Séminaire de Probabilités commun ICJ/UMPA

Artificial Neural Networks and Kernel Methods

par M. Franck Gabriel (Ecole Polytechnique Fédérale de Lausanne)

Europe/Paris
Fokko du Cloux (ICJ, Bâtiment Braconnier)

Fokko du Cloux (ICJ, Bâtiment Braconnier)

Description
Artificial Neural Networks (ANN) provide complicated yet powerful parametrization of functions used to optimize functional cost over the space of functions. Until recent years, ANN optimisation lacked a solid theoretical basis, although it has given outstanding practical results.
Using a suitable random initialisation of Artificial Neural Networks (ANN), we show how one can describe, in the functional space, the limit of the evolution of fully-connected ANN when their width tends towards infinity.
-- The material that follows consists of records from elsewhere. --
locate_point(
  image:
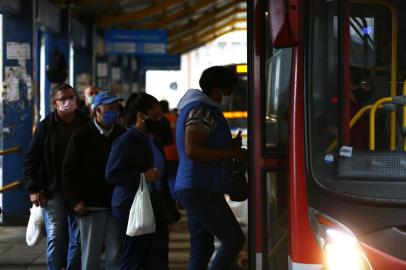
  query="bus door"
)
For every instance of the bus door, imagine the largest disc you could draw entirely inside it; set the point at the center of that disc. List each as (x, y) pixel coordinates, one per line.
(269, 84)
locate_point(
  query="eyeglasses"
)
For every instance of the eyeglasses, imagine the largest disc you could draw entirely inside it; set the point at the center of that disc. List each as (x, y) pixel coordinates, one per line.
(65, 98)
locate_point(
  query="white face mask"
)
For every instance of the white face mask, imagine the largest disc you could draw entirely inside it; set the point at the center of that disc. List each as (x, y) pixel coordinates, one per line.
(66, 106)
(225, 102)
(89, 100)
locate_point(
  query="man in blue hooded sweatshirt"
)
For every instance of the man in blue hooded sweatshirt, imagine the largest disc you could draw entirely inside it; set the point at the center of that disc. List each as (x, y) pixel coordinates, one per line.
(206, 150)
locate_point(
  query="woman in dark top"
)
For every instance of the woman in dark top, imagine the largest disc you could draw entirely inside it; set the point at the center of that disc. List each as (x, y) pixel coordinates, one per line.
(134, 153)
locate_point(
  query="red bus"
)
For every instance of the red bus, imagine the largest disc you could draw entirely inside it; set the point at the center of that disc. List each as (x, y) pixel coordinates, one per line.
(327, 166)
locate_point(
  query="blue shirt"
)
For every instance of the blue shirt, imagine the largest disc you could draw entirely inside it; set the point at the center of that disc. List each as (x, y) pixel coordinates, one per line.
(159, 161)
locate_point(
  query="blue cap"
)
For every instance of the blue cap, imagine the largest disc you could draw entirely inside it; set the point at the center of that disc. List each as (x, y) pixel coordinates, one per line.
(103, 98)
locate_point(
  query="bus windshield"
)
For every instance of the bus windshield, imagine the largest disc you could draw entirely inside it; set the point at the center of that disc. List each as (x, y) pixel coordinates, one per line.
(356, 103)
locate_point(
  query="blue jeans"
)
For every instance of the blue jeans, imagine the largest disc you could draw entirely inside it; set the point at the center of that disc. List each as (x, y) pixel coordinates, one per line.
(96, 230)
(209, 215)
(63, 246)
In particular, we will unveil a deep link between Artificial Neural Networks (ANN) and Kernel Methods: within this limit, an ANN is initially a Gaussian process and follows, during learning, a gradient descent convolved with a kernel called the Neural Tangent Kernel.
Connecting neural networks to the well-established theory of kernel methods allows us to understand the dynamics of neural networks, their generalization capability and can help select appropriate architectural features of the network to be trained.